Monday, May 12, 2008

The Most Difficult Task

"You've got to be kidding me!" That's what I keep exclaiming to myself in the mirror. When it comes to church worship (how a church expresses adoration, devotion, allegiance, loyalty and submission to God through its various forms through music, communion, art, etc.), I keep coming back to the "incarnational paradigm" of ministry given to us when Jesus Christ took on flesh and became "God with us." As a result, he is not only our Savior and Lord, but our model of ministry as well. However, the incarnational approach is the most difficult task as it relates to some functions of the church. Few areas feel this more than in the area of a church's worship expressions.

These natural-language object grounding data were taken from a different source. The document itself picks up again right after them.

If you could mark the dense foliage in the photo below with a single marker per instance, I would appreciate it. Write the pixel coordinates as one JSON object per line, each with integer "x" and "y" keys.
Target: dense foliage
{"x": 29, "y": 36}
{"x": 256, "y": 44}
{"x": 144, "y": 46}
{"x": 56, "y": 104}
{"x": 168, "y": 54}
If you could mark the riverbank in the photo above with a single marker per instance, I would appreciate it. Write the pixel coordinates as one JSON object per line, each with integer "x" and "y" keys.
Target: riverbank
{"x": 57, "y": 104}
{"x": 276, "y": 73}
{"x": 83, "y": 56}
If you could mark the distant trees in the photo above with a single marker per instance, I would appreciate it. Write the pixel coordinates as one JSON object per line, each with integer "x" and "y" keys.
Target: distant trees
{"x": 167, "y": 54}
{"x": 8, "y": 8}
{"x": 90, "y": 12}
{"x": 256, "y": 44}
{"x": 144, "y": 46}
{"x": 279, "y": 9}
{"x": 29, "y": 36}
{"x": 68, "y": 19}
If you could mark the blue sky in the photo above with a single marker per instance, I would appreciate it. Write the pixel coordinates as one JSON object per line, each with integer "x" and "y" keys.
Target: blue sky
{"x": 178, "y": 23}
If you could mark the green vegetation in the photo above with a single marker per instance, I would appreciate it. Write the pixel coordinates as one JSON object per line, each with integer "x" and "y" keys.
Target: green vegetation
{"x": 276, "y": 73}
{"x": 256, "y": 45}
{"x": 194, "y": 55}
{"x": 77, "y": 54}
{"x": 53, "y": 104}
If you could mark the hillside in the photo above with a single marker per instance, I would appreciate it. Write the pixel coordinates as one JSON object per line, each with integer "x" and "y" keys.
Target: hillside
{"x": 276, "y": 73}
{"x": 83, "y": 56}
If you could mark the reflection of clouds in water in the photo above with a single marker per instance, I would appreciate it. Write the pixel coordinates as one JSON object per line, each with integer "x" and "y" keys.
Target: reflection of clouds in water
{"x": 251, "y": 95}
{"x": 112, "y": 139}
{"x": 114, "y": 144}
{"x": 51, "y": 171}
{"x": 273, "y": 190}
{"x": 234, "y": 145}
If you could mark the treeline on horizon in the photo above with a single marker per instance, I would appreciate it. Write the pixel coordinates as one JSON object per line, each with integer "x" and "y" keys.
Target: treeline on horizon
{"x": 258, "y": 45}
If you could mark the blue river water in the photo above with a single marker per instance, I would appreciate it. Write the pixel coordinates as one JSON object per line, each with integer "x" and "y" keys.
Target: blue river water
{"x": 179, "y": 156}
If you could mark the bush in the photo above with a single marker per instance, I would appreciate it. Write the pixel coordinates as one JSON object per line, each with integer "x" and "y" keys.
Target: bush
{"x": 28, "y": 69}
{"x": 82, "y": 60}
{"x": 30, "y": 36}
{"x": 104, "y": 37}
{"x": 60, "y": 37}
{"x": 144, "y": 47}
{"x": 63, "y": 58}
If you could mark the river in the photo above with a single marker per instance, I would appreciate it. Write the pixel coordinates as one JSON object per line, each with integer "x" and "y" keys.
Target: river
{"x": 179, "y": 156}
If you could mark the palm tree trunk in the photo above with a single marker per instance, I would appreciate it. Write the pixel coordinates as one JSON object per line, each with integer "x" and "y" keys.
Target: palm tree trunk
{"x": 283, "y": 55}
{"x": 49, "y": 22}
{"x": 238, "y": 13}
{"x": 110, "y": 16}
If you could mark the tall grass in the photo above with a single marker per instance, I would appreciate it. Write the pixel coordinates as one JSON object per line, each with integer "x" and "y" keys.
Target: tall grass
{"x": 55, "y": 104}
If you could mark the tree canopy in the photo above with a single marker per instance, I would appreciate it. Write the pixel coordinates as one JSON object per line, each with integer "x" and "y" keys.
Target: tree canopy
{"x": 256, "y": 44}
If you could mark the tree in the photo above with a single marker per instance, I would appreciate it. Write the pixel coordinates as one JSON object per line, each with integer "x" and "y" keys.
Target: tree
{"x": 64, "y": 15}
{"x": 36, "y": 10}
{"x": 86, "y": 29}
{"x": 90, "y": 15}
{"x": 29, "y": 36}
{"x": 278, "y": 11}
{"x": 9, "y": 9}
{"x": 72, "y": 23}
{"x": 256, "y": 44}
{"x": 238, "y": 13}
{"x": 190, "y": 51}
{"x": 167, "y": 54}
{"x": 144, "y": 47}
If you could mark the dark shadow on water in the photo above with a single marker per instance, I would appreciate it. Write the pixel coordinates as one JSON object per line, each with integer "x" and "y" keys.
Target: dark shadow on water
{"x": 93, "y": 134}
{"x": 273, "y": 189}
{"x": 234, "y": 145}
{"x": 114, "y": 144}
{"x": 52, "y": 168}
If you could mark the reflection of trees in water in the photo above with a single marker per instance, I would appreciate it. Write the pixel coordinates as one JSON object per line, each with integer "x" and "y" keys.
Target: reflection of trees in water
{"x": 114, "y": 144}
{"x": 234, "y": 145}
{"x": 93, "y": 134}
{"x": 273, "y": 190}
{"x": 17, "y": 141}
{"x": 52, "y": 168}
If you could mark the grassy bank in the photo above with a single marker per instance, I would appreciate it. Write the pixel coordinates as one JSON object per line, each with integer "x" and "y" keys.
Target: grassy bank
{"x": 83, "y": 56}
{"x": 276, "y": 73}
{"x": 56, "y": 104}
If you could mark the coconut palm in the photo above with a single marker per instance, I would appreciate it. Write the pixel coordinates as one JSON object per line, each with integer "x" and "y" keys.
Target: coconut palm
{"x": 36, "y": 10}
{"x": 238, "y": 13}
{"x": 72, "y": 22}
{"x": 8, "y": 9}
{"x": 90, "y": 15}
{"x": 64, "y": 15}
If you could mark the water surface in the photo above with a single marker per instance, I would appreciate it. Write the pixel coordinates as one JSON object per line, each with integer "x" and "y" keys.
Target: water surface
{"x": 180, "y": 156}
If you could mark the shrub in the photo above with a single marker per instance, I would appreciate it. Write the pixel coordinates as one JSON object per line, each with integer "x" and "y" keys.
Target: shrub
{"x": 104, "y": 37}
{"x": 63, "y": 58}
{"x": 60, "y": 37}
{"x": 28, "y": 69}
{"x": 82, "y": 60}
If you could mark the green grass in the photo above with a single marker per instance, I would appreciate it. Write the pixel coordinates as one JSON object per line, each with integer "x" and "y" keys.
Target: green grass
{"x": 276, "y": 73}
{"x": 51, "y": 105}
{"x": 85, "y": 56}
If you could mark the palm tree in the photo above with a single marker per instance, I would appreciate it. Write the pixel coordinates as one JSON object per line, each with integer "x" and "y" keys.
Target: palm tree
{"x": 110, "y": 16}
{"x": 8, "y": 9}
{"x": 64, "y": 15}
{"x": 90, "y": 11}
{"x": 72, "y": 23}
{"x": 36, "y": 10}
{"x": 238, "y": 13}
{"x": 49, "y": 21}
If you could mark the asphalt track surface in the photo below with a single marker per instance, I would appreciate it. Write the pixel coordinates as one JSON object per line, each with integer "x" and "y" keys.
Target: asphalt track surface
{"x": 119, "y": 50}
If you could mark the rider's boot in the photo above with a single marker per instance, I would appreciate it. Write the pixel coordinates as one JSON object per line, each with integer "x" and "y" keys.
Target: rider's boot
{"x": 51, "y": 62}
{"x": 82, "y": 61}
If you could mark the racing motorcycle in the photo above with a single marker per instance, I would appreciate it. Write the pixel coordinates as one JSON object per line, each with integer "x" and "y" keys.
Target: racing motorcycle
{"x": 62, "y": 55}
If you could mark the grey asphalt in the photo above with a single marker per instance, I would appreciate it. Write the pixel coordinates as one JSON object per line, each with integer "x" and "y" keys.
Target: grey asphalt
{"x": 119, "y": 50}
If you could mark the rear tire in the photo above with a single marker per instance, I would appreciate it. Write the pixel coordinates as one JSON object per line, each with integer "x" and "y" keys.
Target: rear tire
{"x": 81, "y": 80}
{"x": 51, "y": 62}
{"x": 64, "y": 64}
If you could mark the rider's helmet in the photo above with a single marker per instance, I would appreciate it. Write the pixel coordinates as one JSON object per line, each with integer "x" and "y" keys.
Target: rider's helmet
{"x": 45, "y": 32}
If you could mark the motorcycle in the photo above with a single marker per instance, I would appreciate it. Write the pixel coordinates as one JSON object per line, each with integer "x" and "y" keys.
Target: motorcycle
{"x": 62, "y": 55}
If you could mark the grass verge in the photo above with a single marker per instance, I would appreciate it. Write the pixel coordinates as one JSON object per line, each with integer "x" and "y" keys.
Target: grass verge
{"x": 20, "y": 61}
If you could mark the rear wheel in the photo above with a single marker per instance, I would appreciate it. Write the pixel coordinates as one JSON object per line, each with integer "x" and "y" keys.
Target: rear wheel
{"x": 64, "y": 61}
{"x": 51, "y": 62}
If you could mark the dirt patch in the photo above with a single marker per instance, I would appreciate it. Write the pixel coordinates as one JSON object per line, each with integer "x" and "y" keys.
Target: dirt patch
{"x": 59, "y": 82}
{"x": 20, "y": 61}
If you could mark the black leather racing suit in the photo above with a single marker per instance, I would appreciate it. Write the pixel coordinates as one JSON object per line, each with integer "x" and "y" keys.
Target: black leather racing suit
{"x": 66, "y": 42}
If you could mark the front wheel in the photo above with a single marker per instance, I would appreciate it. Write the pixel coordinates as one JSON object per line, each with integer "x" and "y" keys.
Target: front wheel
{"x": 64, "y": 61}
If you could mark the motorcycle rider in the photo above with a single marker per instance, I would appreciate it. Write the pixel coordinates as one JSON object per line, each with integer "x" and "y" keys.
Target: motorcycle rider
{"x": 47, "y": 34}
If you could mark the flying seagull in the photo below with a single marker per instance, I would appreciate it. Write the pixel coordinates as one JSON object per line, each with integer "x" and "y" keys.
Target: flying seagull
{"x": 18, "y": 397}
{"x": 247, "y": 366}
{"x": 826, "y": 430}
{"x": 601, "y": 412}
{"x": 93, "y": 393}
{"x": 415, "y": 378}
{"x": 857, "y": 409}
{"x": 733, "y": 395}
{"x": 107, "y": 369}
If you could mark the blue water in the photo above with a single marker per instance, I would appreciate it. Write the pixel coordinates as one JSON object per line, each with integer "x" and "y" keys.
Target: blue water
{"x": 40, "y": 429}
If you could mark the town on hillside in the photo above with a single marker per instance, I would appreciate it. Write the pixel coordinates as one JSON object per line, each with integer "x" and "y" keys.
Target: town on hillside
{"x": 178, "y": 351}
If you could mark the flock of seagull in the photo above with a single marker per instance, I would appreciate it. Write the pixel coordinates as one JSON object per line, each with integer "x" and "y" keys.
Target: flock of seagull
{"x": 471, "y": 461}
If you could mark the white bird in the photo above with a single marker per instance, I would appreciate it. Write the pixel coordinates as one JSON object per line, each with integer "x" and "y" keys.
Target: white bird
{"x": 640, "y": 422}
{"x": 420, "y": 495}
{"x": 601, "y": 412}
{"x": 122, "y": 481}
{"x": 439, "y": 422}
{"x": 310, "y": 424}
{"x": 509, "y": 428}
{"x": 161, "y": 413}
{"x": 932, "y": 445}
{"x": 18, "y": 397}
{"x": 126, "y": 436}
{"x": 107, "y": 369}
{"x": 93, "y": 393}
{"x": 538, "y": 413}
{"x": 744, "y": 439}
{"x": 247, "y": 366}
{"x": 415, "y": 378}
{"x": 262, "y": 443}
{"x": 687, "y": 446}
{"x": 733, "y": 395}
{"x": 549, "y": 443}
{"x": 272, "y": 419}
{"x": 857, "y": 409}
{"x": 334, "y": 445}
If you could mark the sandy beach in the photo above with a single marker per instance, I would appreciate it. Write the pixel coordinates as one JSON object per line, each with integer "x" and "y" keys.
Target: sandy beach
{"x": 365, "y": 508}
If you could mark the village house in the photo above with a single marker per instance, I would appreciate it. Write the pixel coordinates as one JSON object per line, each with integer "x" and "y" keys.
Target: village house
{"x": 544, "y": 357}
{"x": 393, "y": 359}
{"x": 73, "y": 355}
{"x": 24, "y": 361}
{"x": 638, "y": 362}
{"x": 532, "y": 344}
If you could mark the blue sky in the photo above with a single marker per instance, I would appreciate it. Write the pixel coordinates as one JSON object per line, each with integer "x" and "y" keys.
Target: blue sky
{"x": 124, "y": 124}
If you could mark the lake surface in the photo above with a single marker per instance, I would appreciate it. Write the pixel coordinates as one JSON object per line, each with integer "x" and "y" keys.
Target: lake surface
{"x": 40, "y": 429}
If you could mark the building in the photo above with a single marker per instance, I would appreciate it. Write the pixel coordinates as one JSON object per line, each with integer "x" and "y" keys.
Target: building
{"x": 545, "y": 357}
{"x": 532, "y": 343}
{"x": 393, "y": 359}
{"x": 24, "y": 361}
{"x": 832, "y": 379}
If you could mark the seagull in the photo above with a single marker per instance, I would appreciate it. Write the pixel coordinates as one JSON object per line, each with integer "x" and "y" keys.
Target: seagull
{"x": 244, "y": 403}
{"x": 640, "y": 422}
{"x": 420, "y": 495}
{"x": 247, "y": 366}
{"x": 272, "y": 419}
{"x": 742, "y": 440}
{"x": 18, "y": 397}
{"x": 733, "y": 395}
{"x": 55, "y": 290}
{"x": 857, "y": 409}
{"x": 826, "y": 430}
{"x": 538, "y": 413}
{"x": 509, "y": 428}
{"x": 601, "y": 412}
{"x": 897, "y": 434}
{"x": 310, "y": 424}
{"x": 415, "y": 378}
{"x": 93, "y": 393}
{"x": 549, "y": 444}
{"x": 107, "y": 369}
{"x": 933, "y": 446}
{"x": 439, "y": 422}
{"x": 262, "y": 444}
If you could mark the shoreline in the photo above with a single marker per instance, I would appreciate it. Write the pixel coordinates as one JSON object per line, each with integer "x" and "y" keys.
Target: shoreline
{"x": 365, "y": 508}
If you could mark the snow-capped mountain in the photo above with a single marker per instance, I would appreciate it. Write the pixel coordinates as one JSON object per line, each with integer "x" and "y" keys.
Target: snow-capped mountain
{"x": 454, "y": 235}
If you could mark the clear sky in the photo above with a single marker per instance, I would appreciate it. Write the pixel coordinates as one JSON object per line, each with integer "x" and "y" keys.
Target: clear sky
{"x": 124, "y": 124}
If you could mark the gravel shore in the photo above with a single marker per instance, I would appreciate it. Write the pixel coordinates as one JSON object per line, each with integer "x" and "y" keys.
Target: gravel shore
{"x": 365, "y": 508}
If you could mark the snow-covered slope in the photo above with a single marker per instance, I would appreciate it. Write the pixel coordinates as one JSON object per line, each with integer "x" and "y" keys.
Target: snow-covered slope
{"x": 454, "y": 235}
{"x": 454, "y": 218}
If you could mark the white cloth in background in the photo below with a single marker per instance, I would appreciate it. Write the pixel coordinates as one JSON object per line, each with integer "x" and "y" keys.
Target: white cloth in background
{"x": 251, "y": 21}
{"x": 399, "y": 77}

If a church pursues the incarnational approach, it feels the simultaneous mandates to both (1) express the holiness of God in how he calls his church to be a peculiar and separate people, and (2) express the relevance of God in how he took on human flesh, culture and language in the person of Jesus Christ. Most church seems to pursue one of these over the other. They strive to be either predominantly rooted to the great traditions of the church, or predominantly relevant to the current times; to express the holiness God calls his people to, or the "earthiness" his people are called to; to be either more "in the world," or more "not of the world." Maintaining the tension of the two is definitely the most difficult task.

Is it even possible? Or is it foolhardy to continuously attempt it? Or is it more that such an seemingly impossible task is exactly what the church is called to?